Hollywood superstar Johnny Depp has appeared to have left a poignant tribute to his close friend Shane MacGowan who recently passed away after a long health battle.

The actor and musician is renowned for keeping company of some of the greatest rockstars and writers of our time, and was known to be a close friend of The Pogues frontman.

Johnny joined Shane to sing ‘That Woman’s Got Me Drinking’ in 1994.

Tributes and messages of condolences have since been pouring in online as well as in the book of condolences section of RIP.ie.

One message was from a certain Johnny Depp.

The message reads: "Shane, my friend in life and in whiskey. May the wind be at your sails. Keep River company and all our brethren who passed way before their time.

"I’ll never forget your support the last few years chum. LOVE Always, JD." — Johnny Depp.

The pair were understood to have been friends for more than 30 years, with Johnny Depp previously sharing he met Shane in a pub, with a pint in one hand and a guitar in the other.

In 2020, Depp produced a documentary on MacGowan’s career titled, Crock of Gold — A Few Rounds with Shane MacGowan.

Shane MacGowan - the man, the legend

Known for his music with The Pogues, he has been lauded as perhaps the most important Irish writer since James Joyce.

MacGowan was always open about his battle with addiction.

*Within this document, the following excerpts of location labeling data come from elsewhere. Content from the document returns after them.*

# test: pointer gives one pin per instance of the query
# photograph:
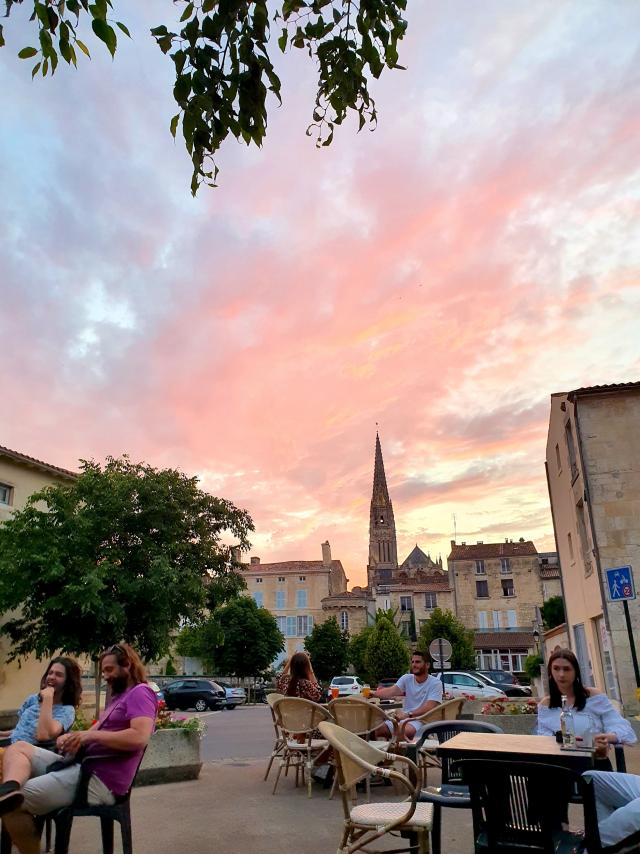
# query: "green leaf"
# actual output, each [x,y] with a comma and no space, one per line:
[105,33]
[83,48]
[188,12]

After a performance with singer Sinead O'Connor in 2000 he was reported to the police for his heroin habit. He credited this with saving his life.

Famous for his mouthful of rotten teeth, in 2015 he underwent extensive dental surgery to replace them with implants. 

MacGowan, remembering how he once got drunk with a bunch of fishermen in Greece with glittering smiles, insisted on having one solid gold tooth.

Fairytale of New York

Fun fact - MacGowan was born on Christmas Day.

Although known for other hits such as Dirty Old Town and Sally MacLennane, The Pogues were best known for Fairytale of New York with Kirsty MacColl.

MacGowan insisted that it arose as a result of a wager made by the Pogues' producer at the time, Elvis Costello, that the band would not be able to write a Christmas hit single.

The song has always courted controversy but remains one of the more popular festive anthems. 

On November 19, 2020, PinkNews journalist Josh Milton described the seemingly annual argument over whether or not the use of the word "f****t" was offensive as "Britain's worst festive tradition".

It is the most-played Christmas song of the 21st century in the UK and has been regularly been called the greatest Christmas song of all time.